A fire insurance policy that excludes coverage for intentional acts or criminal conduct of "any" insured does not preclude coverage for innocent insureds who suffer loss because of a co-insured's intentional or criminal acts. Century National Insurance Company v. Jesus Garcia et al, Case No. S179252 (S. Ct. February 17, 2011).

The Garcias were insureds under a homeowner's policy when their adult son intentionally set fire to their home. The home sustained substantial damage, and the Garcias filed a claim under their policy to recover for their loss. The carrier denied the claim, and sued the Garcias. In the lawsuit, the carrier sought a ruling that the policy excluded coverage for intentional acts or criminal conduct of "any insured," and that the Garcia’s adult son was an insured for purposes of applying the exclusion.

The California Supreme Court agreed with the lower courts that, as written, the exclusion precluded the Garcias from recovering. However, the Court further found that the exclusion conflicted with specific provisions of the California Insurance Code and was therefore unenforceable.

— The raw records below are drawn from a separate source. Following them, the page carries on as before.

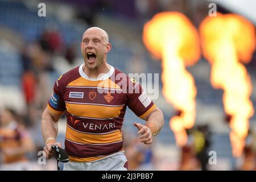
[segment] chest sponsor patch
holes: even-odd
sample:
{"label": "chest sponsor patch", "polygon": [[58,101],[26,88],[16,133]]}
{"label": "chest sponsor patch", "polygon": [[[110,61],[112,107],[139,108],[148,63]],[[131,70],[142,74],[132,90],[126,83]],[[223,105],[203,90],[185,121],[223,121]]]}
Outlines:
{"label": "chest sponsor patch", "polygon": [[144,92],[139,97],[139,100],[145,107],[148,106],[151,102],[151,100],[148,98],[146,93]]}
{"label": "chest sponsor patch", "polygon": [[68,97],[83,98],[84,92],[71,92]]}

The Supreme Court began its analysis with Section 2070 of the California Insurance Code, which provides that all fire insurance policies must be on a standard insurance form unless the coverage being provided is "substantially equivalent" to the coverage provided under the standard form or "more favorable" to the insured. The Court noted that the standard form provisions do not include an express exclusion for losses caused by intentional acts or criminal conduct. The Court of Appeal had concluded that, because the standard form is silent on intentional acts, the Garcia’s policy is not inconsistent with, and thus “substantially equivalent” to, the coverage provided in the standard form, and does not violate Section 2070.

The California Supreme Court, examining the legislative history of Section 2070, disagreed and found that the California Legislature, in enacting Section 2070, had intended to afford coverage to innocent insureds where a co-insured has committed the intentional act. Specifically, the Court held that the standard form must be read to include Insurance Code Section 533, which provides that an insurer is not liable for loss caused by the willful act of "the" insured. The Court further found that the settled meaning of Section 533 is that it does not exclude coverage for "all" insureds but rather protects innocent insureds where a co-insured commits the willful act. Other standard form provisions likewise refer to "the" insured (not "any" insured) and, accordingly, the legislative intent was to preclude coverage only for the insured wrongdoer thereby preserving coverage for innocent insureds. The Court thus concluded that the Garcias’ policy, which purported to exclude coverage for all insureds even where only one insured had engaged in the excluded conduct, was less favorable than the standard form and therefore violated Section 2070.